This is more than a little belated, so apologies for that.
So the polls got it wrong.
Hillary Clinton did not, as it turns out, have a 75% or 80% or 90% or 99% chance of winning the election, as many of us – including our massive States of the Nation project – predicted up until Election Day.
(You’ll see that we’ve now updated our analysis to correct for an accurate understanding of the actual turnout, which shows that Donald Trump’s odds of success would have been 75%. Kinda late, it’s true, but simply validating the underlying assumptions behind the project.)
To be fair, the polls weren’t actually that far off. Seriously. At least the national polls. They showed Clinton leading by a couple of percentage points, and as the final results trickle in, indeed the former Secretary of State is leading in the popular vote. It’s true that the polls may have overstated her appeal, but broadly the numbers are within the margin of error, especially if you assume the likely voter models are somewhat off.
Which they were. And that’s one critical place all the polls fell down on. And again, to be fair, predicting who will or won’t go to the polls – a once every two- or four-year event – is a tricky exercise at best. But it doesn’t help that we tend to present the numbers we come up with as absolutes, rather than give a range of possible outcomes based on a range of possible turnout models. As we noted when we launched the States of the Nation:
But most polling failures have come about less because the pollsters misunderstood voter preferences and more because the pollsters failed to accurately estimate turnout.
(Which, we hope, vindicates our decision to let users experiment with various turnout models in the States of the Nation project to see how the election would play out in the all-important Electoral College.)
But there’s a bigger, more mathematical reason why all the percentage-chance-of-winning models fell down. Mo again:
In part, this is because polling analysts got the central metaphor wrong.
U.S. presidents are chosen not by the national popular vote, but in the individual Electoral College contests in the 50 states and Washington D.C. In calculating probable outcomes, election predictors generally treated those 51 contests as completely separate events – as unrelated to one another as a series of 51 coin tosses.
But that’s not how elections work in the United States. Voting trends that appear in one state – such as a larger-than-expected Republican shift among rural voters – tend to show up in other states with similar demographic make-ups.
And that’s what happened Tuesday: The election models calculated the probabilities of a Clinton win that turned out to be high, because they viewed each state too much in isolation.

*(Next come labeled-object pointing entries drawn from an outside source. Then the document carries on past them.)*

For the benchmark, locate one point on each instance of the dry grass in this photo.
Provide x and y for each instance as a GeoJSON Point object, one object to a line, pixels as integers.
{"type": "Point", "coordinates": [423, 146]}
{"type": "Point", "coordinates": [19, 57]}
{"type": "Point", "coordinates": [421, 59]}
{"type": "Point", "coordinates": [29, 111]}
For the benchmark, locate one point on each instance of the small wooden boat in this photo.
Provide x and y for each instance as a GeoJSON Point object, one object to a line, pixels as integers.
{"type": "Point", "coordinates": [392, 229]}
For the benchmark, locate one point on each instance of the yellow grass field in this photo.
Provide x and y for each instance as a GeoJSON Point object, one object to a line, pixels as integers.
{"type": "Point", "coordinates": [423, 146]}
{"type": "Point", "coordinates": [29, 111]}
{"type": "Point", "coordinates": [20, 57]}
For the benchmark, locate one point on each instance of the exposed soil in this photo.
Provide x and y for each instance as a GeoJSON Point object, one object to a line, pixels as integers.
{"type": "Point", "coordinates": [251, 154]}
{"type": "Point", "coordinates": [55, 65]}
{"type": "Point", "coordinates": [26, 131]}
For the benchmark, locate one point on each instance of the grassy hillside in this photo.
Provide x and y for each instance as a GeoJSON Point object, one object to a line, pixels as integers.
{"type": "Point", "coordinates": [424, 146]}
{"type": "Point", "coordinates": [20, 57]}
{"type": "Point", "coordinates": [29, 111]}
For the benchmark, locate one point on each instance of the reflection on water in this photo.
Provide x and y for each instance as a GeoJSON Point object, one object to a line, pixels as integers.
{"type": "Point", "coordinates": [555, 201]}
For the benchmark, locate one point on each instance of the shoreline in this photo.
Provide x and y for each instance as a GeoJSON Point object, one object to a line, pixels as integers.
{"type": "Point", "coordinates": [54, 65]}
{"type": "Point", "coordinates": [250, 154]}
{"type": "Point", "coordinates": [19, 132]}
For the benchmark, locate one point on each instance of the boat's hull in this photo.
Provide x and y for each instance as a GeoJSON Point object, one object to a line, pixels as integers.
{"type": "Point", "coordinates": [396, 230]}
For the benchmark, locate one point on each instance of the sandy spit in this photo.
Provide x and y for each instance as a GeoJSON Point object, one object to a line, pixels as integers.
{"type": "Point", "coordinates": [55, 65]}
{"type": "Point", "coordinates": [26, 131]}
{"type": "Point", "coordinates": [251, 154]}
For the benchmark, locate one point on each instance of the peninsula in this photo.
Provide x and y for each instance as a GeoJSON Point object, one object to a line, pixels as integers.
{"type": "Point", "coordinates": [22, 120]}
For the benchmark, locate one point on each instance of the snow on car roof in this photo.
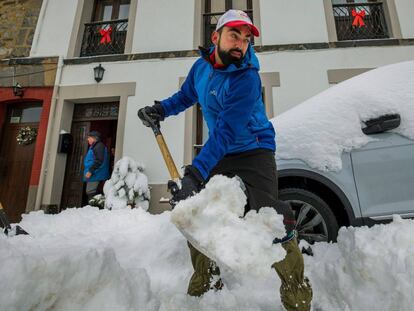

In other words, the model was based on a flawed assumption – that state-level results were independent of each other, and hence that multiple simulations of state-level elections would provide statistically valid results. As it turns out, they weren’t and they wouldn’t – and we should probably have figured that out as a common-sense reality check in the first place.
And those are probably the two best lessons to draw from the polling: One, to be less definitive about probabilities and give readers/users more information about other possible outcomes (or the ability to game them out themselves.) And two, to really stress-test our models to understand all their strengths, weaknesses and shortcomings.
That’s all the more important as we use increasingly sophisticated tools in data journalism, many with inherent assumptions built into them. It isn’t simply that we should be transparent about our methods – and let’s face it, how many people actually read the nerd box that accompanies these stories? – but that we should actively challenge our assumptions and models well before we start building or gathering data.
That wouldn’t have changed the results of the vote, of course; but it may have given a much better heads up that this wasn’t a runaway election by any stretch.